Within, the pod was more of the same porous bone like substance that had comprised the exterior. Something about that strange substance drew Sigourd’s attention. He felt compelled to study it as if it called to him, as if some instinct or deeply buried race memory bade him to connect with it. Sigourd pressed his hand to the wall, and instantly a series of images flashed through his mind’s eye.
His vision was filled with the brilliance of a full moon that hung low and bright in a cloudless sky. He saw Isolde, her face close to his as if they lay in each other’s arms. He saw the face of another. A man with the dress and bearing of a noble, but a face that looked for all the world like it had been hewn from rock.
Sigourd snatched his hand from the bone wall, concerned at the nature of these images that ran so suddenly into his mind. Jonn Grumble approached from behind, the concern evident in his tone.
‘Are ‘ya alright? What happened?’ asked the wild man.
‘It’s nothing,’ replied Sigourd perhaps a little too quickly, ‘I’m fine.’
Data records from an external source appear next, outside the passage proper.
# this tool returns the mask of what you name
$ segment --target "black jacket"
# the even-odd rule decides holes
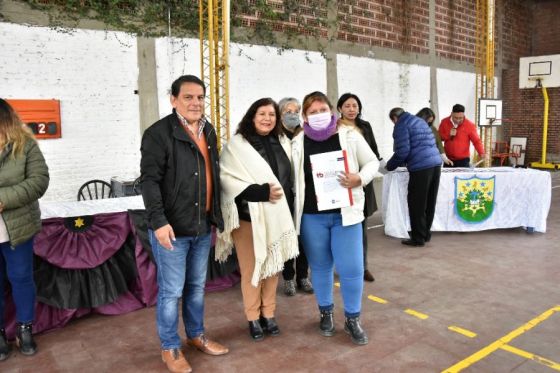
[[[144,132],[140,171],[149,228],[171,224],[176,236],[205,234],[208,223],[223,230],[217,138],[209,122],[204,136],[212,163],[212,208],[208,214],[204,157],[175,110]]]
[[[378,160],[382,160],[379,155],[379,150],[377,149],[377,143],[375,142],[375,136],[373,135],[373,129],[369,122],[363,119],[356,119],[356,126],[362,131],[364,139],[368,143],[369,147],[375,154]],[[377,211],[377,203],[375,202],[375,193],[373,191],[373,181],[364,187],[364,193],[366,196],[366,201],[364,203],[364,214],[366,218],[371,216],[375,211]]]

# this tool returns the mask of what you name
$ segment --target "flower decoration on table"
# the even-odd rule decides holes
[[[455,177],[455,212],[467,223],[481,223],[494,211],[496,177]]]

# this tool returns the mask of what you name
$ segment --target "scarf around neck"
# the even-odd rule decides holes
[[[291,158],[289,140],[284,136],[280,144]],[[235,198],[251,184],[280,182],[264,158],[243,136],[233,136],[220,156],[221,208],[224,230],[218,232],[216,260],[223,262],[232,253],[232,232],[239,228],[239,212]],[[276,203],[248,202],[253,231],[255,269],[251,284],[282,271],[284,262],[298,255],[298,240],[294,222],[285,196]]]
[[[322,130],[313,129],[311,128],[309,123],[303,122],[303,132],[311,140],[325,141],[326,139],[328,139],[329,137],[331,137],[336,133],[336,122],[337,119],[336,119],[336,115],[334,114],[331,116],[331,122],[329,123],[329,125]]]

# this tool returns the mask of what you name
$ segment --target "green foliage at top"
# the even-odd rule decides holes
[[[244,40],[290,48],[301,36],[318,36],[326,26],[329,0],[284,0],[269,4],[266,0],[231,0],[231,26],[244,27]],[[81,20],[96,20],[109,29],[141,36],[198,36],[198,0],[21,0],[49,15],[51,27],[77,27]],[[249,27],[247,22],[252,22]],[[245,23],[244,23],[245,22]],[[284,24],[285,27],[278,25]],[[287,25],[287,26],[286,26]],[[281,31],[282,41],[275,31]]]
Sigourd moved on down the corridor, skirting the wall as closely as he dared without touching it. Jonn Grumble, his curiosity getting the better of him as it frequently did, cautiously pressed his own palm to the bone wall in the same place that Sigourd had before him. To his surprise, nothing whatsoever happened. Jonn Grumble shrugged to himself before moving off into the gloom to catch up with his friend.
Here inside the pods it was unusually warm, the air heavy with moisture. There was also a peculiar scent about the place, like the inside of an animal’s den. A rich musk that permeated the air and was just shy of pungent. Jonn Grumble sniffed derisively, and whispered ‘They could do with opening a bleedin’ window. Smells like someone forgot to let the cat out.’